# who is expecting



## BigBaz (Jan 12, 2007)

hi my name is barry jones im opening a reptile shop in runcorn im just wondering who has any hatchling or who is expecting hatchling. i shud be open end of june to early july. im willing to buy in bulk plz pm me


----------



## rich-88 (Apr 20, 2008)

pregnant people??? lol.
sorry mate. in 1 of them moods. see it and cudnt resist


----------



## titch (Aug 9, 2006)

We have 2 pregnant female boa's, one of whom is due to drop in a few day's and the other is due 2 week's later also have a female royal who is due to shed anytime.


----------



## WELSH DAPPER (Jan 17, 2009)

iv got snow corn eggs in the oven:lol2:


----------



## Lostcorn (Dec 12, 2005)

Hi

I have many corn eggs cooking!

Due mid June onwards

cheers

John


----------



## BigBaz (Jan 12, 2007)

bump bump


----------



## BigBaz (Jan 12, 2007)

im after tortoise , lizards and snakes


----------



## HadesDragons (Jun 30, 2007)

I'll have beardie morphs available from the end of July / beginning of August.


----------



## samhaines (Oct 12, 2008)

i have cwd and leo and corn eggs in the oven =]


----------



## LiamRatSnake (Jul 3, 2007)

Our sunglow's about to drop... My OH reckons about 9 or 10.


----------



## BigBaz (Jan 12, 2007)

bump bump


----------



## Jon2ooo8 (Sep 6, 2008)

will have a wide range of leos available this year.


----------



## Tomcat (Jul 29, 2007)

I should have beardies around then


----------



## BigBaz (Jan 12, 2007)

bump bump


----------



## SNAKEWISPERA (Aug 27, 2007)

Carpets if I have any left...


----------



## GAD58Y (May 12, 2008)

ill have plenty of yemen chameleons available in a few months time

graeme


----------



## BigBaz (Jan 12, 2007)

bump bump


----------



## lizardloverrach (Dec 1, 2008)

ooh you opening a shop hope it goes well for you! : victory:

i'll join your facebook group too


----------



## BigBaz (Jan 12, 2007)

thnx alot


----------



## Big Red One (Oct 17, 2007)

Maybe have some leo's later in the year if things go well...

:mf_dribble:


----------



## BigBaz (Jan 12, 2007)

cool keep me posted then bud


----------



## BigBaz (Jan 12, 2007)

any1 else


----------



## BigBaz (Jan 12, 2007)

morning bump


----------



## BigBaz (Jan 12, 2007)

bump bump


----------



## BigBaz (Jan 12, 2007)

bump bump


----------



## titch (Aug 9, 2006)

We now have 14 beautiful baby Boa's!!!


----------



## BigBaz (Jan 12, 2007)

sounds great i have been away for a week so i can start gettin back into it all again now


----------



## Nottingham Dragons (Feb 19, 2007)

I have 19 beardie babies hatching this week , 20 4 weeks later and 22 4 weeks after that.
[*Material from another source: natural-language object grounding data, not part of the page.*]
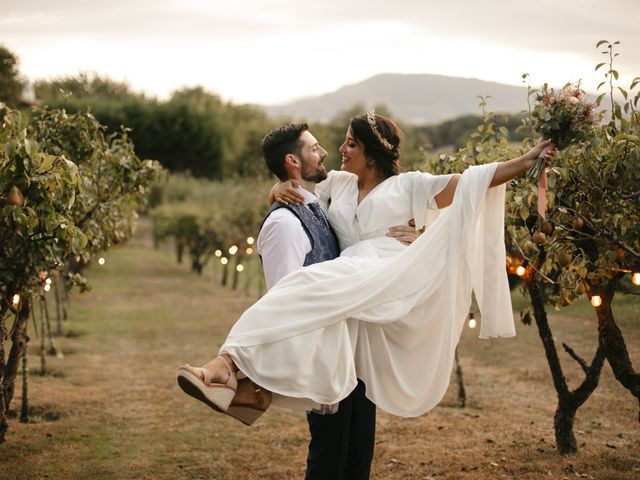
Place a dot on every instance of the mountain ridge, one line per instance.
(412, 98)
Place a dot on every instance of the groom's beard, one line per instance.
(316, 175)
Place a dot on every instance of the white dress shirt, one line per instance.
(283, 243)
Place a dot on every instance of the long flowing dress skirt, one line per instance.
(392, 322)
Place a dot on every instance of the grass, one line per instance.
(116, 413)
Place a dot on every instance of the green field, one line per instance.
(111, 409)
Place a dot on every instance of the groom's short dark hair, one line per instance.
(280, 142)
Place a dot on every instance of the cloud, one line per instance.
(235, 46)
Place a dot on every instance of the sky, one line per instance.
(273, 51)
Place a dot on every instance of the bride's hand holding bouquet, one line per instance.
(564, 118)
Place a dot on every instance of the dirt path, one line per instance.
(111, 408)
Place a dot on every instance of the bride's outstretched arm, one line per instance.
(504, 172)
(514, 167)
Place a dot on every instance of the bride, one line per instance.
(388, 314)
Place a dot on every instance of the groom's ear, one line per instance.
(291, 161)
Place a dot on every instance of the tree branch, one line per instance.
(577, 358)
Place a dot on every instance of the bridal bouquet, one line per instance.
(563, 117)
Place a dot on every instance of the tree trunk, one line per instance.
(225, 274)
(19, 343)
(24, 409)
(3, 334)
(615, 346)
(43, 347)
(563, 424)
(179, 251)
(568, 401)
(462, 394)
(53, 349)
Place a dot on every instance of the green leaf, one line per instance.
(31, 147)
(46, 164)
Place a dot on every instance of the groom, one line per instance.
(296, 235)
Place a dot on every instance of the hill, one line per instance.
(413, 98)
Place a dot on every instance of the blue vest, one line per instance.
(324, 244)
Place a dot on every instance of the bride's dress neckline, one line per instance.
(359, 201)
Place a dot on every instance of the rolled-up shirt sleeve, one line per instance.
(282, 244)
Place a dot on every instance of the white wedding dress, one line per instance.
(388, 314)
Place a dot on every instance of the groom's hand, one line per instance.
(406, 234)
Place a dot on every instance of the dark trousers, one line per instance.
(341, 446)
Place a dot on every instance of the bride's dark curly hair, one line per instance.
(386, 160)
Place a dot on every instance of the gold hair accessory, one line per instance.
(371, 118)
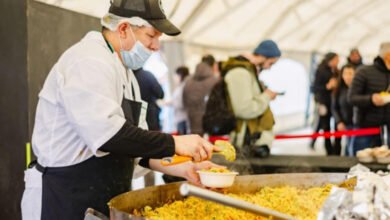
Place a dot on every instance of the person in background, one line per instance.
(324, 82)
(181, 117)
(150, 92)
(342, 109)
(196, 91)
(364, 93)
(355, 58)
(90, 125)
(250, 99)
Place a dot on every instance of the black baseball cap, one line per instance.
(150, 10)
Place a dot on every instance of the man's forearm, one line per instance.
(174, 170)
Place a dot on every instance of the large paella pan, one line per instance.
(123, 206)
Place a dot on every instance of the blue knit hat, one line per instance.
(267, 48)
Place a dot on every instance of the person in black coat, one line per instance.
(355, 58)
(365, 90)
(150, 91)
(324, 82)
(342, 109)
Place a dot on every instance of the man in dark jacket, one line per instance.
(364, 93)
(196, 92)
(355, 58)
(150, 91)
(324, 82)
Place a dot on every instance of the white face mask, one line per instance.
(137, 56)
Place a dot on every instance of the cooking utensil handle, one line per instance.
(189, 190)
(168, 161)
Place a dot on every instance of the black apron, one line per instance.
(68, 191)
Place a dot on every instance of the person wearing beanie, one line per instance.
(90, 131)
(250, 99)
(371, 110)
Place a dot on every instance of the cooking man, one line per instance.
(90, 119)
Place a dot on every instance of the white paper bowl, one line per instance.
(217, 180)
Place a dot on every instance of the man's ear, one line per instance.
(122, 29)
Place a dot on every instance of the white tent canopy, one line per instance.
(296, 25)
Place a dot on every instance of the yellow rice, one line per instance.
(302, 204)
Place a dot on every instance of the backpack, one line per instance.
(218, 118)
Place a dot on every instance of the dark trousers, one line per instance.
(324, 125)
(362, 142)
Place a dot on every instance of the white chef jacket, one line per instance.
(79, 109)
Pm me if you are interested with what you are looking to pay for them bulk price. Should be some mixed of snows and orange yellow normals

Cheers


----------



## oakelm (Jan 14, 2009)

Not much for me this year but doing the following
Royals
Het Caramel Albino x Het Caramel Albino (5 eggs)
Lesser x Spider (12 eggs as I did 2 pairings, think 3 eggs are going bad)

And for the corns
Caramel Het Amel ph Motley x Amel Het Caramel ph Motley (Disaster clutch - 4 eggs)
Caramel Het Amel x Butter (15 eggs)

Its a joint effort between me and my brother this year, I have got him hooked too. Plenty on the cards for next year already.:2thumb:


----------



## BigBaz (Jan 12, 2007)

bump bump


----------



## BigBaz (Jan 12, 2007)

anybody else expecting. and maybe wants to do deals with a new shop


----------



## CTO-Reptiles (Nov 7, 2006)

we have got 27 baby beardies from 1 week old upto 2 weeks old so not ready yet but give me a price if you are interested.


----------



## BigBaz (Jan 12, 2007)

yet another bump


----------



## Lostcorn (Dec 12, 2005)

Our corn eggs should start hatching in about a weeks time.
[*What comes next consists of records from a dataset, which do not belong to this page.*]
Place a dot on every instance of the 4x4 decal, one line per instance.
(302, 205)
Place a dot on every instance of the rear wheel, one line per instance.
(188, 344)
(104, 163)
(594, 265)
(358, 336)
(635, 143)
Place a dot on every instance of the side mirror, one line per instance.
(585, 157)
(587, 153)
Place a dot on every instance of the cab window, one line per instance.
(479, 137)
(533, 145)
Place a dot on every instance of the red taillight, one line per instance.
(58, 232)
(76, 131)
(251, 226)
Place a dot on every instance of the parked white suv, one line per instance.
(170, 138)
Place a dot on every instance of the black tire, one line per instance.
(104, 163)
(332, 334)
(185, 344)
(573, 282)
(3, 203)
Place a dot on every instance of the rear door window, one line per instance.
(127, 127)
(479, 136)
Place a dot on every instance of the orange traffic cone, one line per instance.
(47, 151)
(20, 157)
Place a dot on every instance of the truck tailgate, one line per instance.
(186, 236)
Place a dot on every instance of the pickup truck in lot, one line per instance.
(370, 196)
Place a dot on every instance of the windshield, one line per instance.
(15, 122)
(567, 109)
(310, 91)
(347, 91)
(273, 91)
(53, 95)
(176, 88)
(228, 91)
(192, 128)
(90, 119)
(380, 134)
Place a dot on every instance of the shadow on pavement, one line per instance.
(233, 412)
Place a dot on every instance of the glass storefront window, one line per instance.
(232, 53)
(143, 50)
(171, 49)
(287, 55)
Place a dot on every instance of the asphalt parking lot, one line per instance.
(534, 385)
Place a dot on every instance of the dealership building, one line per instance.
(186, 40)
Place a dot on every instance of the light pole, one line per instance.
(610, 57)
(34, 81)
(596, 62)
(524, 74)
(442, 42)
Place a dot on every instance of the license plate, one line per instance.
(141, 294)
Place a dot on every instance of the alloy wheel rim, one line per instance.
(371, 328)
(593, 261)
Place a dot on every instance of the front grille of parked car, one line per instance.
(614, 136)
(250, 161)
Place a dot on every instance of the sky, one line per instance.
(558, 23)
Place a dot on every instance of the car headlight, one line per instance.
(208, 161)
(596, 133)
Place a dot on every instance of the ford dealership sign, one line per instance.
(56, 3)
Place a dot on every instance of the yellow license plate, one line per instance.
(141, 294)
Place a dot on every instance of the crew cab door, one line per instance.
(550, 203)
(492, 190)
We have 150+ eggs of various morphs including normals , amels , butters , lavenders , amel motleys and amel stripes.


cheers


John


----------



## reptivet2011 (Jan 15, 2009)

I have 9 leopard geckos available. Check out this thread, I am willing to do a fair price for a bulk buy.

http://www.reptileforums.co.uk/lizard-classifieds/317864-gorgeous-geckos-available-kent-nr.html


----------



## Captainmatt29 (Feb 28, 2009)

I will have baby leos soon, enigma het bells and super snows.

also some bell albinos and some snow enigmas later on this year.


----------



## Nottingham Dragons (Feb 19, 2007)

Me, any day now. God i hate waiting, lol

Come on dragons


----------



## paulsnakeman (Aug 9, 2008)

*reptiles*

hi barry heres my e-mail adreess as I have some babys for sale yours paul.:welcome:


----------



## Shiraz (Oct 26, 2008)

I've got a mixture of high yellow and hypo Leo hatchlings which will be available from the endd of September. I'm on the Wirral so not far from where you are. If you let me know where your shop is, when I'm in that area I'll drop by to say hello.


----------